They say if you can survive a long car trip with someone, you're probably well suited to have that person as a real friend. The new comedy Due Date asks us to take a cross-country drive with two actors who should have been great comic company: Robert Downey Jr. and Zach Galifianakis.
But after awhile, it's clear that a road trip augmented by gags, gross-outs, drugs and overproduced car carnage can wear you down. I kept wishing that Downey and Galifianakis could dig themselves out from under the movie's mountain of humor - much of it built around wildly inappropriate behavior - and find a rest stop.
Although there are chuckles along the way, this highly anticipated road-trip comedy proves a hit-and-miss affair, probably as the result of second-rate material that goes for easy laughs and exaggerated weirdness. To those who love director Todd Phillips' work -- namely The Hangover - some of the movie's odd- couple pairing may hit the spot, particular if you like masturbation jokes and other behavior that's supposed to be funny because it's so obviously beyond the pale: Downey's character punching a kid in the stomach, for example.
Say this: Phillips gets the contrivances out of the way quickly, pushing Downey's Peter Highman, an architect, into a cross-country car trip with a total stranger, Galifianakis' Ethan Tremblay. Ethan, an aspiring actor who shows no evidence of talent, is headed for Hollywood. Peter's eager to arrive in Los Angeles where his wife (Michelle Monaghan) is about to give birth to their first child.
It's supposed to be a classic pairing of opposites. Peter is quick to lose patience with Ethan, who's transporting his father's ashes in a coffee can and whose marijuana habit forces him to stop at the out-of-the-way home of a dope dealer (Juliette Lewis). Circumstances also prompt a visit with a guy who once dated Peter's wife, an underutilized Jamie Foxx
Downey, whose character takes a pretty bad beating during the course of the film, can't always save this material, nor can Galifianakis, who sports a perm and who - as he usually does - appears frighteningly sincere and totally off-the-wall at the same time. Galifianakis gives his character a strangely effeminate walk, and seldom is seen without his pet bulldog, a critter that provides the filmmakers with a reliable laugh prop. Ethan isn't just an oddball character, he seems to be in need of institutionalization.

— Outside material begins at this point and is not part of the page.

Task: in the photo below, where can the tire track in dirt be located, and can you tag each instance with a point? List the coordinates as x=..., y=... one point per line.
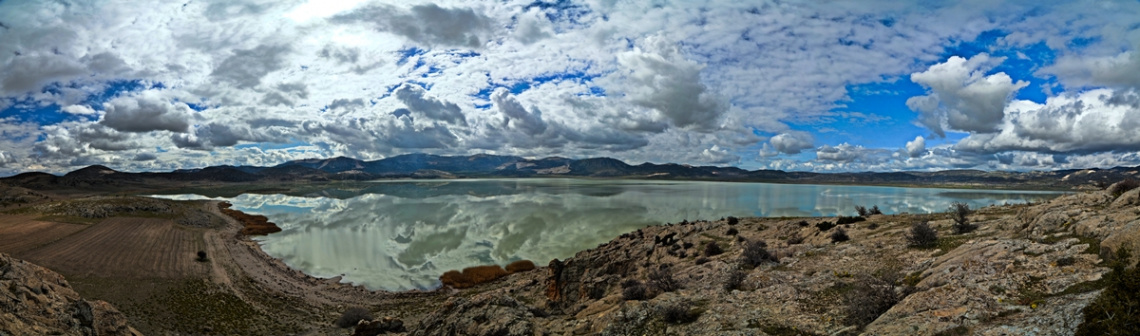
x=125, y=247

There's only so much you can do with an odd-couple formula. Maybe that's why Phillips attempts to pump up the proceedings with car crashes and chases involving Mexican border patrolmen, portrayed in annoyingly stereotypical fashion.
And how clichéd is this? At one point, Galifianakis' character says, "I'm not an accountant. I'm not even Jewish."
Not exactly inspired writing.
It's a safe bet that most comedy fans will note that Due Date sometimes plays like an updated version of Planes, Trains & Automobiles, but it's a misshapen offspring that doesn't always do the lineage proud. Considering the combined talents of the movie's principal actors, Due Date should have delivered a whole lot more than it does. I got a few laughs to be sure, but I was ready to shed these two sorry travel companions long before the movie ended.